July 11: They were allowed access to their home. Pelley used hip waders, gaining access through the back. His home, a four-level split, was flooded on two levels, water still standing on the second floor.

July 12: He began work on the garage, waiting to start on his basement until water could be pumped out. His new bike was now a casualty of the flood.

July 13: He started on the house. The bottom two floors had to be gutted, taken down to the studs and pressure washed for the drying out process to begin. 
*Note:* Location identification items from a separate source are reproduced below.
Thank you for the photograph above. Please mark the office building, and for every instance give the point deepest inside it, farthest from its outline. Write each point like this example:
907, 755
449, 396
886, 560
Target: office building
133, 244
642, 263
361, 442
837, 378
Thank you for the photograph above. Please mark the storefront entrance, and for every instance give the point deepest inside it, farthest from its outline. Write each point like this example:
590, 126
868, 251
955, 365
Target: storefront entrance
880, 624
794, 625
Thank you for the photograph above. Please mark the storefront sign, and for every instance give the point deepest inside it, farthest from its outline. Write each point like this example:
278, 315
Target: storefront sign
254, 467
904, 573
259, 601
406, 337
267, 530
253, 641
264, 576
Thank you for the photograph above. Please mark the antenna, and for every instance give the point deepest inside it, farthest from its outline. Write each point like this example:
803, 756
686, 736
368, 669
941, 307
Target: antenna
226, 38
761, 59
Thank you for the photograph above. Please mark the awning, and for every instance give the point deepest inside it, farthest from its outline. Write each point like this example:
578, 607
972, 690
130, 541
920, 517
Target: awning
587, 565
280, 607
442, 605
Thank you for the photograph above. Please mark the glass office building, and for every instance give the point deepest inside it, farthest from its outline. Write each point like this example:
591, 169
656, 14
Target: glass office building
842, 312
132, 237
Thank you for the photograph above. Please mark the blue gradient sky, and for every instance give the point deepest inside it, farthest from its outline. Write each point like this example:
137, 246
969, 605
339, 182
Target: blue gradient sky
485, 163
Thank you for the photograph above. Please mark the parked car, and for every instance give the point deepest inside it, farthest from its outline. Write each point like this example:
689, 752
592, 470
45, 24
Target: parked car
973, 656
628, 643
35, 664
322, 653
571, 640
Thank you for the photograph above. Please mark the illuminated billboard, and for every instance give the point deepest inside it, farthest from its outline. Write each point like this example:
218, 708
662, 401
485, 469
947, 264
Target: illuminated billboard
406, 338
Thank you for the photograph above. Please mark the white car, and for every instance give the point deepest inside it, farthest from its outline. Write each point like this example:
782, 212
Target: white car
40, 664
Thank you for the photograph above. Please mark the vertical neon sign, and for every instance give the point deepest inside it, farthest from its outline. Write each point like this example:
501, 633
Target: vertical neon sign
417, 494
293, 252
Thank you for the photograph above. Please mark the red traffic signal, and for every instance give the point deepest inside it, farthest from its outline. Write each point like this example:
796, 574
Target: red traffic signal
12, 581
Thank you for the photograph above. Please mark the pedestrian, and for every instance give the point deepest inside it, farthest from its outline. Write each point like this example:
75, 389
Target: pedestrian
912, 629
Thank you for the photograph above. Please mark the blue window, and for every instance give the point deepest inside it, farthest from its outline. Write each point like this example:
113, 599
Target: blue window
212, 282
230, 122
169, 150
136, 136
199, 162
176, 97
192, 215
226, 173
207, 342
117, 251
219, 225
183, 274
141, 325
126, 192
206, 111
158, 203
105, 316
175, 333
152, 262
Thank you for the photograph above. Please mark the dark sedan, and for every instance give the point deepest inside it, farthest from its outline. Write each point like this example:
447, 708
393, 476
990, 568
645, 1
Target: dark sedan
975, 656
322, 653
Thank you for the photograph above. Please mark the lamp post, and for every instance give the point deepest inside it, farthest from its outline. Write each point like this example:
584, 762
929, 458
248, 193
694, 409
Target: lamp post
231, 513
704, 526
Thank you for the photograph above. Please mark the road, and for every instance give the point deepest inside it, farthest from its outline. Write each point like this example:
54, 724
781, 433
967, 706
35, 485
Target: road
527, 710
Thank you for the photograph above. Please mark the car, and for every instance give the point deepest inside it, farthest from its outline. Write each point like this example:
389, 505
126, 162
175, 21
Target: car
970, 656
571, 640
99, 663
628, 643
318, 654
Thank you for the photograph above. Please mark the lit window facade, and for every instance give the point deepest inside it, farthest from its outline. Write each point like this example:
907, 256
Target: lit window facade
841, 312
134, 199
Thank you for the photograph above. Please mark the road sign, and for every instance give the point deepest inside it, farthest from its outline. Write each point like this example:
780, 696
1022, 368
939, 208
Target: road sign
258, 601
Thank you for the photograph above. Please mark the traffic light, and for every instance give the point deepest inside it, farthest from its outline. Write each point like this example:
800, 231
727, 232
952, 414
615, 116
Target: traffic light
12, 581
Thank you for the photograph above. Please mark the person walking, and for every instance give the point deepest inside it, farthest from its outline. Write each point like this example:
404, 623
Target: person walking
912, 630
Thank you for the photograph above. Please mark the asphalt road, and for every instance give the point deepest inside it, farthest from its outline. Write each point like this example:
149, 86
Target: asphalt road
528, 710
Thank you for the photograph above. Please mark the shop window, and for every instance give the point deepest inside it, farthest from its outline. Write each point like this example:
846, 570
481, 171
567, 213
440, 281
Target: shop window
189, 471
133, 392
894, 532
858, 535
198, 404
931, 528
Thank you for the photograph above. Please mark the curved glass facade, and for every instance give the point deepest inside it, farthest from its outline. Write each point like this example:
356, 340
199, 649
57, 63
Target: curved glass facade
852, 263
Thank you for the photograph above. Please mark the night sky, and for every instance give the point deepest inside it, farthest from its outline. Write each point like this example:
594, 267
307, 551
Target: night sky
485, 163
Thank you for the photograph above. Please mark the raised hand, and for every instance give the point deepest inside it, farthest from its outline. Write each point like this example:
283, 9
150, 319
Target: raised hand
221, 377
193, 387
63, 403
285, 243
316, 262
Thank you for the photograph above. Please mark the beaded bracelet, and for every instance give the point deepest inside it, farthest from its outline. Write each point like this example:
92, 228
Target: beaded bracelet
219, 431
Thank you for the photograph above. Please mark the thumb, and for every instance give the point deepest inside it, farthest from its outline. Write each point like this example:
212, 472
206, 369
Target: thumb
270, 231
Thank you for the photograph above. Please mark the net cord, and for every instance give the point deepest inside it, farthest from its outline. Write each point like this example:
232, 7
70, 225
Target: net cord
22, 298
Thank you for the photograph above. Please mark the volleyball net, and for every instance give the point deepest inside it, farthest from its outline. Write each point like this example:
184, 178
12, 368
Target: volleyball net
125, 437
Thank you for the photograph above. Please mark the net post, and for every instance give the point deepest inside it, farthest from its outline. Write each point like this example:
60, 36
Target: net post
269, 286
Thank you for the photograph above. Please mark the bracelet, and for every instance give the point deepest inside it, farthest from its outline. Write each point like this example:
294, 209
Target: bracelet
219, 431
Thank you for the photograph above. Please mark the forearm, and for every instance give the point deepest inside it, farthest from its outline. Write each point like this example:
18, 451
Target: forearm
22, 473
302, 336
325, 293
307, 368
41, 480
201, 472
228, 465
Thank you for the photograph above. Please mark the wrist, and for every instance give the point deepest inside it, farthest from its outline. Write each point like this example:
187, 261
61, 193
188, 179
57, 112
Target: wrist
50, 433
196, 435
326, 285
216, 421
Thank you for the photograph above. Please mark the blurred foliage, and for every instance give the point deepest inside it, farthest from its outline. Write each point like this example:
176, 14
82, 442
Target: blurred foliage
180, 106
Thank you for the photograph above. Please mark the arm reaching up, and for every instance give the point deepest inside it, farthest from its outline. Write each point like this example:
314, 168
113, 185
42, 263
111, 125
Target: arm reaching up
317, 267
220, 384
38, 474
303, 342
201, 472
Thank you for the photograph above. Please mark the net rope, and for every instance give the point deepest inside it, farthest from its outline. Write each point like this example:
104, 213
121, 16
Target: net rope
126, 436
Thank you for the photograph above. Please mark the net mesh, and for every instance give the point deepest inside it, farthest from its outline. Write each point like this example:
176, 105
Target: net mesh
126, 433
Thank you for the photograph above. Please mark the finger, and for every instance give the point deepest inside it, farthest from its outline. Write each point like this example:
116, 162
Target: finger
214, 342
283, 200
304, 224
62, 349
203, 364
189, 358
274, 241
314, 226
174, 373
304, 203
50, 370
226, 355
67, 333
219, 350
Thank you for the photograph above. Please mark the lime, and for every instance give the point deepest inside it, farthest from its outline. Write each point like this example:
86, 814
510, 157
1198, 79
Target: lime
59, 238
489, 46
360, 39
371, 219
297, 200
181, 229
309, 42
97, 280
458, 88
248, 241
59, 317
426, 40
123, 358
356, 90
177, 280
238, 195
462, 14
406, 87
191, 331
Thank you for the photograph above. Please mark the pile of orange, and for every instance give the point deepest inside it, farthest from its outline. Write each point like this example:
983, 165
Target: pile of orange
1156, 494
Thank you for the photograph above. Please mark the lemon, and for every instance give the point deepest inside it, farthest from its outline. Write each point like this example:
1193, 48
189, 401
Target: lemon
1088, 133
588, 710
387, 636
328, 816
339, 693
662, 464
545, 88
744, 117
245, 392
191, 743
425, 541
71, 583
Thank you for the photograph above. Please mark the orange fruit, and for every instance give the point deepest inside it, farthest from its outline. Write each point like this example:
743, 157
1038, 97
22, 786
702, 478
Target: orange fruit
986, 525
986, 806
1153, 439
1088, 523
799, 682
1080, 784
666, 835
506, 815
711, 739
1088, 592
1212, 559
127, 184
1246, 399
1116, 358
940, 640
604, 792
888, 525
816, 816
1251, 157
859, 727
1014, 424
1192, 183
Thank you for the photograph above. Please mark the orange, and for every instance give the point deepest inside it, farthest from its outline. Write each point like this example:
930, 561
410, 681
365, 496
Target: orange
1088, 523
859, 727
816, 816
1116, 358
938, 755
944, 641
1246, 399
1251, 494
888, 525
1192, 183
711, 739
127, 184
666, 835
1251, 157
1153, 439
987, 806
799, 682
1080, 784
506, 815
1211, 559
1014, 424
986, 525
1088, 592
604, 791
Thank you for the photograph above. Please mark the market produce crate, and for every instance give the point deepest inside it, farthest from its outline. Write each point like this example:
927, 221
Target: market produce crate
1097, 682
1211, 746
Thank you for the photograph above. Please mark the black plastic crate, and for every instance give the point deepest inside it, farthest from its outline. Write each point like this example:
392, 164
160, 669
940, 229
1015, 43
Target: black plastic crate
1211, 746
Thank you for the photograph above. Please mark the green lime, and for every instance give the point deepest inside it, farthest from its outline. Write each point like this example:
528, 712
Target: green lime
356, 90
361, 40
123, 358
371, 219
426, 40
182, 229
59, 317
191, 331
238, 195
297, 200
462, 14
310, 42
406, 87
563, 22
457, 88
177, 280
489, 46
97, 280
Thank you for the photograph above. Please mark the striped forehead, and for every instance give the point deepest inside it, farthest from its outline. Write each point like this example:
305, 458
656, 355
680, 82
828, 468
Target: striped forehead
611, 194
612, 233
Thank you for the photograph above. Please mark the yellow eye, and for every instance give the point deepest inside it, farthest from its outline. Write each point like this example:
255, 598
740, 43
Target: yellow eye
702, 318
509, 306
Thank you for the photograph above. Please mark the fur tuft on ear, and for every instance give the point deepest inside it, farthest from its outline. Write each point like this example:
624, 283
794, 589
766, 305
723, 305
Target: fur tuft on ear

July 19: Alberta Health Services began going door-to-door posting notices that their homes were "uninhabitable." Pelley asked the official to come in and have a look. The official picked up a tiny piece of concrete from the floor and said, "See, we just don’t know what is happening here."

Aug. 2: Pelley and his family are living in a house in Okotoks, Alta., that was generously offered to them by a friend. Their home has been sprayed for mold and has dried out completely. A new furnace and hot water tank are on the way — it’s a race against time before a cold night could cause pipes to freeze and burst. The family has registered with Tervita as instructed, but have yet to hear anything.

Aug. 3: The residents of Sunrise will gather for a meeting. A lawyer will be present to answer the one question that is on the mind of the community: What rights does a homeowner have to gain access and make decisions for the cleanup and restoration of their own homes?

Now, says Pelley, everytime he and his wife talk their three-year-old stops them, "Are you guys going to cry again?"

When I ask if they'll replace the bike, Pelley laughs.

"I think I have bigger priorities for that money right now."